But this boy changed everything.

“Hey Barnes?” The scientist – Rodney, he was called – elbowed him in the side and sent shooting pains through his left hip. He was getting old. “What’s got into you?”

“N-nothing. What’s his power?”

“Uh.” Rodney flipped the first page back. “They’re unsure at the present stage. Somebody thought they saw him jump off a building and reported it, the Agents suspect it has something to do with intelligence. Doesn’t sound very intelligent if he leapt from a skyrise, eh?”

“Yeah,” Alistair mumbled. Beads of sweat began to drip from his forehead. He snapped awake when another young guard entered the room. He was an army buff, fresh out of inventory. He and Alistair moved into the small room where the consultations usually took place. The boy looked up into their faces, unsure but unafraid, a chunky bracelet clamped around his wrist.

Something flashed in his eyes when they met his. It was enough to bring Alistair to his knees. His eyes were exactly like his mother’s.

Chevie frowned, but said nothing.

“Let’s go kid,” said Alistair. “Time for breakfast.”

“I’m not hungry.” His voice was deep. Chevie guessed he was probably eighteen.

“We’re not asking,” said the other guard and he roughly hauled Chevie to his feet. The boy didn’t react with screams or tears or curses like most of the other kids. He still couldn’t take his eyes off Alistair.

“I know you,” he said to him. “Why do I know you? Where am I?”

Alistair caught the guard’s confused glance and then shook his head at the boy. “Sorry kid, you don’t know me. I think you’re just delirious. As for your other question… you’re in hell, and there aint no way out.”
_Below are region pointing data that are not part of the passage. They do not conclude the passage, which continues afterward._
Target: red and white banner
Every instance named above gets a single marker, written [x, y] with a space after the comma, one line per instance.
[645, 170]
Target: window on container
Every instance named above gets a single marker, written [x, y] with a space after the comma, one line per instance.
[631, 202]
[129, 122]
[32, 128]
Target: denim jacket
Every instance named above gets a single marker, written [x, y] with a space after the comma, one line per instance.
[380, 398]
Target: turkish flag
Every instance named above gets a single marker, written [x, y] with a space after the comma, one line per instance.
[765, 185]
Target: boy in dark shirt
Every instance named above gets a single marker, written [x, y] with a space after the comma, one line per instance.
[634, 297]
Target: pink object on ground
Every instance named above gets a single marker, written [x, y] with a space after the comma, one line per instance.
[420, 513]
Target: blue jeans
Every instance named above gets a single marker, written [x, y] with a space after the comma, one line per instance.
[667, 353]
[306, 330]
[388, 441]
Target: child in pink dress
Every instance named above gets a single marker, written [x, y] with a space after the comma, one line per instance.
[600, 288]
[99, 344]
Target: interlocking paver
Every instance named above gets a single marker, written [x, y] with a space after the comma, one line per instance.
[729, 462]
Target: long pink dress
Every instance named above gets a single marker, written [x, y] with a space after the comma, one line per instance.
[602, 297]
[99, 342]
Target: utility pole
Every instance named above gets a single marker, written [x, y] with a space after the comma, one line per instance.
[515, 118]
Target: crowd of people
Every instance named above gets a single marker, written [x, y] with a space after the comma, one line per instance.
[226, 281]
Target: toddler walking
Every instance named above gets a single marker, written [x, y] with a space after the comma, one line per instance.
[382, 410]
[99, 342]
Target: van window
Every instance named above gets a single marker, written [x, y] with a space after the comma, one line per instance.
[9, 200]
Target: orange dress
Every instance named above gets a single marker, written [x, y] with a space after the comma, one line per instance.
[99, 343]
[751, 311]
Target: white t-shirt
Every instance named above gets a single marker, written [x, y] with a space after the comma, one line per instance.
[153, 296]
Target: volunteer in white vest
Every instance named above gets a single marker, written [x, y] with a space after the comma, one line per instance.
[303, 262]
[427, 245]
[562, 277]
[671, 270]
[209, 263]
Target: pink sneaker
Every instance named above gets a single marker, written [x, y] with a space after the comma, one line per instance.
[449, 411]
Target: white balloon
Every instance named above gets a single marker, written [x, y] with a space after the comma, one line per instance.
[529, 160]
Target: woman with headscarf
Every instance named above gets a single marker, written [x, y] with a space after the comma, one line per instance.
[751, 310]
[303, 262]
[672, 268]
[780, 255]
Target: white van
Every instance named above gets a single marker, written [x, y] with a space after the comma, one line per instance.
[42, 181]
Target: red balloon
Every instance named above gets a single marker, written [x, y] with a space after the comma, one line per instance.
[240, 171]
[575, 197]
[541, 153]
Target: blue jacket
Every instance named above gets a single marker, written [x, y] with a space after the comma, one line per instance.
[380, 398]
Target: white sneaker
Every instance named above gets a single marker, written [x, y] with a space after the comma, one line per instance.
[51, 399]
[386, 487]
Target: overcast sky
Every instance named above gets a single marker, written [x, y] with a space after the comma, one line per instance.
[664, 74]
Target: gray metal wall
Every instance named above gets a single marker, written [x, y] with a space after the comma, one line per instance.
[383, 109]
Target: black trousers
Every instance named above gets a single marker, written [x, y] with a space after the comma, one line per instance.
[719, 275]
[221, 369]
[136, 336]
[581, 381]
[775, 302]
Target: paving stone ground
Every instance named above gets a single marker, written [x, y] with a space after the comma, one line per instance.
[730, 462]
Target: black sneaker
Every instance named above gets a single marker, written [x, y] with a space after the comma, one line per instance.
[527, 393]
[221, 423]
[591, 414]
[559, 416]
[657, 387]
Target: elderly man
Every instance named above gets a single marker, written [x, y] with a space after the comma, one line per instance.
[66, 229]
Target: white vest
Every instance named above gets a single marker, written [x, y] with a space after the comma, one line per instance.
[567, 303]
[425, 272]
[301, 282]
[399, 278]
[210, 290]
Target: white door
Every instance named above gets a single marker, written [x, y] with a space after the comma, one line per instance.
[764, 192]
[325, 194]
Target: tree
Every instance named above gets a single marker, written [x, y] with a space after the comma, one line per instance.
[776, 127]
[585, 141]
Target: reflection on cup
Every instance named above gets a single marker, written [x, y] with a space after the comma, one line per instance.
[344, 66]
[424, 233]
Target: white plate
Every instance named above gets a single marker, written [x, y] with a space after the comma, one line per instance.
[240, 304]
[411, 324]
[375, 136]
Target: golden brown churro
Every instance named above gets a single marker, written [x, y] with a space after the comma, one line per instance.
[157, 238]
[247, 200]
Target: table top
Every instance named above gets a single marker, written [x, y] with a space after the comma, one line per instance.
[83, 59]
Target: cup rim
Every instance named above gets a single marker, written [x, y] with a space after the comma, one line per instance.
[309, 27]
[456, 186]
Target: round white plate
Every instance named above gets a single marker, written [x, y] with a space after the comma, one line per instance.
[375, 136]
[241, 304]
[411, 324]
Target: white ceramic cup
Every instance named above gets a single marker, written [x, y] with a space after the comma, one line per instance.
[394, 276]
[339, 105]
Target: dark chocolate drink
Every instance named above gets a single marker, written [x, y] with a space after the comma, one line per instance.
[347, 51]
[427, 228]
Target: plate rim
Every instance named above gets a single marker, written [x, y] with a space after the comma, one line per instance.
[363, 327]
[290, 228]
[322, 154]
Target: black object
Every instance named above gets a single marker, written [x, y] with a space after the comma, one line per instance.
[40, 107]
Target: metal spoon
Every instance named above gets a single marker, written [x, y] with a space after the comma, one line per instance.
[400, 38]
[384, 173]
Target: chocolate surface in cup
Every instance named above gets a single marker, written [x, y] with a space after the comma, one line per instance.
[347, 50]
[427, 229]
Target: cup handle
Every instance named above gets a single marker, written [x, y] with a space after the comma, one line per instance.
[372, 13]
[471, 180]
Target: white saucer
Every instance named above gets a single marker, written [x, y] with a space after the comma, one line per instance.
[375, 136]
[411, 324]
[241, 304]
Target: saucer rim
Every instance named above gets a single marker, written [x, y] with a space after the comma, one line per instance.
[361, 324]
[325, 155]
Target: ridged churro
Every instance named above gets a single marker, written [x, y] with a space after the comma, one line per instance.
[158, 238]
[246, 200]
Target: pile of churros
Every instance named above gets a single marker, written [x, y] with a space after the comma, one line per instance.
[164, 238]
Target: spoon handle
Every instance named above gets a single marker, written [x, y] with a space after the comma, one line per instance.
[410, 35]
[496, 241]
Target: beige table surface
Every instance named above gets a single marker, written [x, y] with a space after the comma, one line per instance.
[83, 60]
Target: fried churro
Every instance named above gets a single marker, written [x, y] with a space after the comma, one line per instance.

The guard’s smile curved to the side. Alistair’s insides shivered at his cruelty. But the boy merely stared at his father with the same narrowed brow and a sparkle in his eye, as if he knew something Alistair did not.

“You’re lying,” he said. Then he let the guard lead him away.

2008

Alistair wasn’t lying. This was hell. A hell he could not escape from.

But he could help his son escape.

Since Alistair first arrived seventeen years ago, the inside of the Institution had changed. He no longer slept in the guard’s quarters – the rooms that felt like caves. They’d built new cells above, ones with murky white walls that made it feel more like a hospital than a cave. But the doctor’s methods had not changed. In fact, from what Alistair knew of Dr. Wolfe’s projects, he was diving deeper into torturous methods and unfathomable science than ever before.

Alistair knew he had to get his son out of the Institution. He didn’t want to see poor Chevie down in the morgue like all the other kids who reached their early twenties and withered into nothing. Chevie was twenty-one now.

It was time to take action.

Alistair knocked on his son’s door at exactly 2:58am one night. Since the Iceman and his baby daughter escaped a long time ago, security tightened and guards regularly patrolled the cell block corridors. But Alistair knew the schedule – they had time before the change of guard.

“Now?” Chevie whispered as the glass door slid open.

“Yes. You’re more valuable than ever, Son. Let’s go.”